Dyster hopes new hotels carry long-term benefits
For Niagara Falls Mayor Paul Dyster, this might be a golden time for the hotel business in his city and a potential shot in the arm for employment.
The mayor said there are eight new hotels in various stages of the approval and construction process, each potentially bringing more jobs.
Dyster said they may not help the tax base much any time soon because of the various tax-break incentives for their construction.
The mayor said the goal is to eventually get hotels built without any incentives.
Dyster said hotels bring jobs and not just low-skill, low-wage jobs.
"They didn't put you on the assembly line for a V-8 engine the first day that you went to work for General Motors. You probably were sweeping the floors. Right? So everybody starts at the beginning in terms of employment," Dyster said.

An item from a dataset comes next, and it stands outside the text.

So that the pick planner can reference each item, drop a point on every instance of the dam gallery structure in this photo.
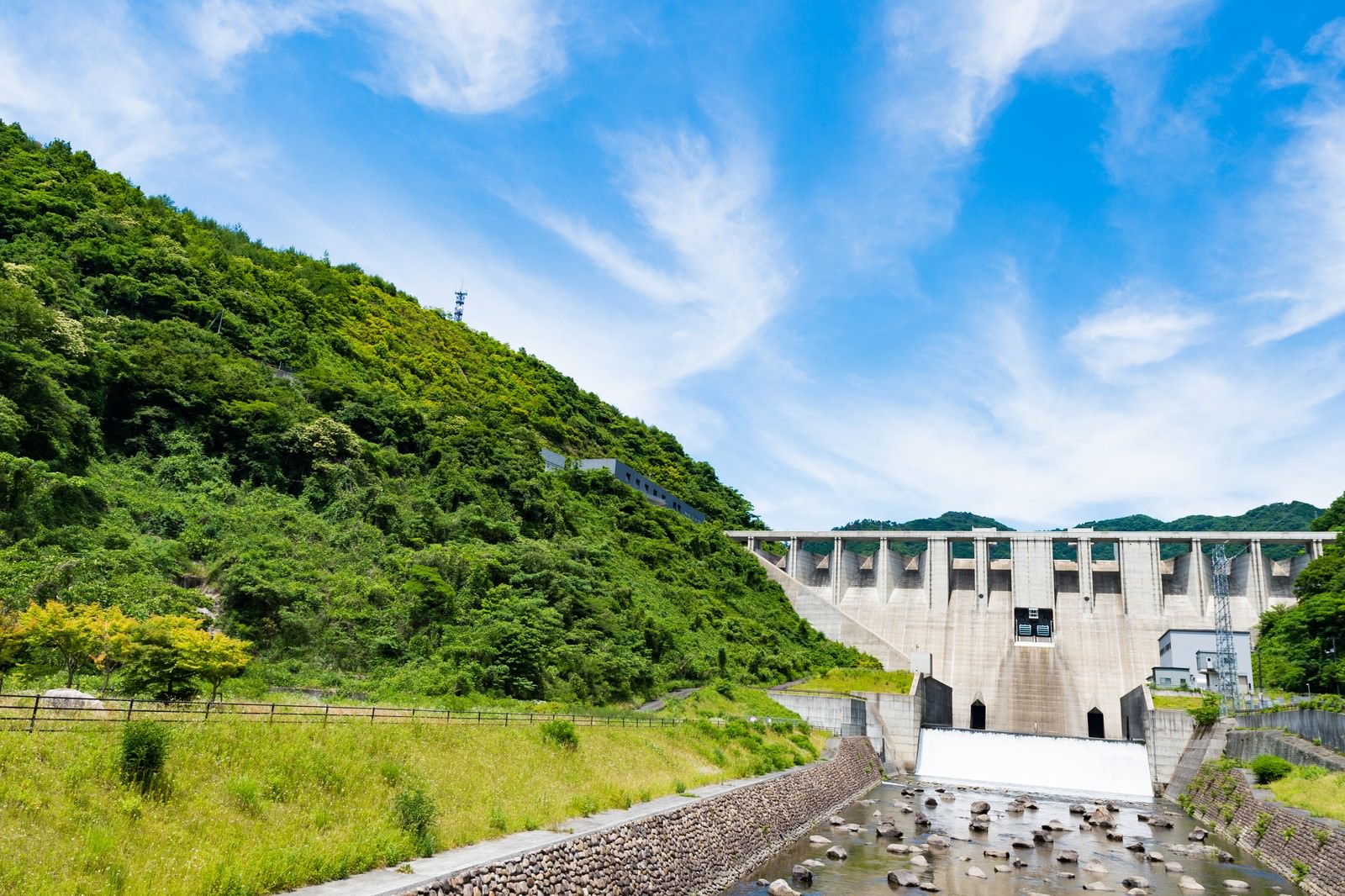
(1036, 633)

"That's true also in the tourism industry, too. But, there's plenty of room for advancement in the tourism industry. And there are a lot of people today and there will be a lot more making a living in Downtown Niagara Falls who are white collar employees."
Dyster said hotels need managers and accountants and lawyers just as much as they need cooks, wait staff or cleaners.
At the same time, the mayor wants those hotels to do workforce training so people can move up in position and pay.
The mayor said local high schools and colleges must learn from needs for the potential training for those jobs, like the people being trained in the Culinary Institute Downtown.